The growing tension between Washington and Beijing over China’s response to the coronavirus epidemic, which later escalated into a global pandemic, is a cause for concern.
Donald Trump has accused China of waging a large-scale disinformation campaign, trying to divert attention from the “pain and massacre” for which the country is responsible by launching a “propaganda attack” against the United States and Europe.
A spokesman for China’s 13th National People’s Congress (NPC), Zhang Yesui, said his country would respond with countermeasures if the United States imposed sanctions on the coronavirus pandemic.
All of this raises new concerns about growing trade tensions between the world’s two largest economies, at a time when the global economy is on its knees over the coronavirus pandemic.
Today’s Wall Street trade is also negatively affected by another weak data on employment and unemployment in the United States in the last week and a continuing contraction in US business activity in May, although slightly more restrained than the bottom reached in April.
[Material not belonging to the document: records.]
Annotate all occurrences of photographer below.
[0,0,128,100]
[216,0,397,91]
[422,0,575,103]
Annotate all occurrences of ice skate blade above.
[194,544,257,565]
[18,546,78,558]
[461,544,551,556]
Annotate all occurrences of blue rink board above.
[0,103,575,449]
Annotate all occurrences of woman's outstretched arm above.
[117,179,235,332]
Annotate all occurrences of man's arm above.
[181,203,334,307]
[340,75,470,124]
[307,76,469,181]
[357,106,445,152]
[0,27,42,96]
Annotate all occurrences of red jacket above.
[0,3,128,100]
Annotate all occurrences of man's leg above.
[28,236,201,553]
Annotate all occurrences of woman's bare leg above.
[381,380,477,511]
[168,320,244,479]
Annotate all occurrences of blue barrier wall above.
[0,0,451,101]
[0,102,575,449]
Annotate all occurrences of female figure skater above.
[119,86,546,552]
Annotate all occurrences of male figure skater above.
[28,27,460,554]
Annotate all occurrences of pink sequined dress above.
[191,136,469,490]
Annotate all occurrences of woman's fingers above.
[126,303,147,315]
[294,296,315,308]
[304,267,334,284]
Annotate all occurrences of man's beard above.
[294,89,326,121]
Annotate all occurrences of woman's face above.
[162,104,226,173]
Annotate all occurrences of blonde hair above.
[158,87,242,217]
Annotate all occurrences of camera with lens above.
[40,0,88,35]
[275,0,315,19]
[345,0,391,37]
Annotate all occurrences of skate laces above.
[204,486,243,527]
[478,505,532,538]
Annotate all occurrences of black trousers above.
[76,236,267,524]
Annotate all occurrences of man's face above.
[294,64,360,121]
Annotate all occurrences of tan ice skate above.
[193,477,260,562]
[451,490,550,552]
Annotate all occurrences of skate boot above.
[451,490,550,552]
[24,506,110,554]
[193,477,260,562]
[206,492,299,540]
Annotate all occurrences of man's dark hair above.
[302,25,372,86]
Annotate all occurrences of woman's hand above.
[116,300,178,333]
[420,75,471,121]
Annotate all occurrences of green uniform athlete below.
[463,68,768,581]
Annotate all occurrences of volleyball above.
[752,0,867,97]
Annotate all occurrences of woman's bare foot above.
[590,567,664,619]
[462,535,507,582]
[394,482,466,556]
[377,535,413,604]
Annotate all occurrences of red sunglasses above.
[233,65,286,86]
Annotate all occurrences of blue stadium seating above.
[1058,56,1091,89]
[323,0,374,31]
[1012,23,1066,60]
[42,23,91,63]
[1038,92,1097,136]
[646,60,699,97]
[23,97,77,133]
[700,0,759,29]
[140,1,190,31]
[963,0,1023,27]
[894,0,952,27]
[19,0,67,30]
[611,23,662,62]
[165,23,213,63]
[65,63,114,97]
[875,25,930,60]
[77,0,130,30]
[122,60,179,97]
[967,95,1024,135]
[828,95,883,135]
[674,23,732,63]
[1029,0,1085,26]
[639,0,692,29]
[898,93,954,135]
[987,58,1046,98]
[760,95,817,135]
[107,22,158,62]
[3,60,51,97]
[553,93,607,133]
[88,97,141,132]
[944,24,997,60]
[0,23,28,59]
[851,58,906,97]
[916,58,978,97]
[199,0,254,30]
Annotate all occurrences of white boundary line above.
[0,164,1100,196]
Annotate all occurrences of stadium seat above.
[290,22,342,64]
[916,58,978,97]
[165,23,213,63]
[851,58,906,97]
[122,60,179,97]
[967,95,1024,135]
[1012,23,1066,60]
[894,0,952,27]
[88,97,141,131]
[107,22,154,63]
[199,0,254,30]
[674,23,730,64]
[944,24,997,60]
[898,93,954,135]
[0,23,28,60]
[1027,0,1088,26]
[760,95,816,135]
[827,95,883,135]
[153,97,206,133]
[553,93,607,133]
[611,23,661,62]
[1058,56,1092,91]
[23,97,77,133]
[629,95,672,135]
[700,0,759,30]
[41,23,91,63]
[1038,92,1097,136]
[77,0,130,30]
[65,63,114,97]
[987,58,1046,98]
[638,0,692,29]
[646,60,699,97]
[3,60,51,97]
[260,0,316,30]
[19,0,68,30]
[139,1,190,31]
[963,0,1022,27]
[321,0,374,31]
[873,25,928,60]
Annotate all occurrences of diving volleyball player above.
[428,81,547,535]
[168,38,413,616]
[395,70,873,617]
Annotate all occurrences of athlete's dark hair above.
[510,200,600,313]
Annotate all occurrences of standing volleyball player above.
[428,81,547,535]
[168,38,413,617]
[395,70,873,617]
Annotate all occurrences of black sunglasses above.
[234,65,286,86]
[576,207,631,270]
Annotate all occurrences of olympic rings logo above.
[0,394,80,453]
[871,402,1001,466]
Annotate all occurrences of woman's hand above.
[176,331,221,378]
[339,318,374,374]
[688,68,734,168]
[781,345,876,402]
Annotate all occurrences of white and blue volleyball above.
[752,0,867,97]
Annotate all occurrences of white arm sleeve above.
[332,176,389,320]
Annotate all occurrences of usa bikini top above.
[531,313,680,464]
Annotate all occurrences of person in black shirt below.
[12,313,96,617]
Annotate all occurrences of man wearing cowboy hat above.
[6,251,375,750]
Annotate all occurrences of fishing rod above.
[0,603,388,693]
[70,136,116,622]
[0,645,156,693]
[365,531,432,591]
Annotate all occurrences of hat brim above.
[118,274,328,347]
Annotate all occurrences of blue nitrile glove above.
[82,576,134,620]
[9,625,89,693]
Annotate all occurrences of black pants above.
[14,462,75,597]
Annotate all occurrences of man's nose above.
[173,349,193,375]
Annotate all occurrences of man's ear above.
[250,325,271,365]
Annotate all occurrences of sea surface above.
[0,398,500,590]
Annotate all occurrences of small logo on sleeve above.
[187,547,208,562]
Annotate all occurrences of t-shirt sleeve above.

All three major US stock indexes started trading today with a decline of about 1% before parrying some of the initial losses.
The DJIA index fell 0.33%, the broad S & P500 index – 0.63% and the Nasdaq Composite – 0.64%, but after yesterday they ended with solid increases, as the Nasdaq hit a three-month high and the S & P500 index reached the highest -high level from March 6.
European stock markets also reacted negatively to US-China tensions and another weak data on business activity in the eurozone and the UK in May, which confirmed the serious damage the coronavirus crisis has done to the European and global economies.
The general European index Stoxx Europe 500 closed today’s trading with a decrease of 0.74%, the German DAX fell by 1.4%, the French CAC 40 – by 1.14% and the British FTSE100 – by 0.85%.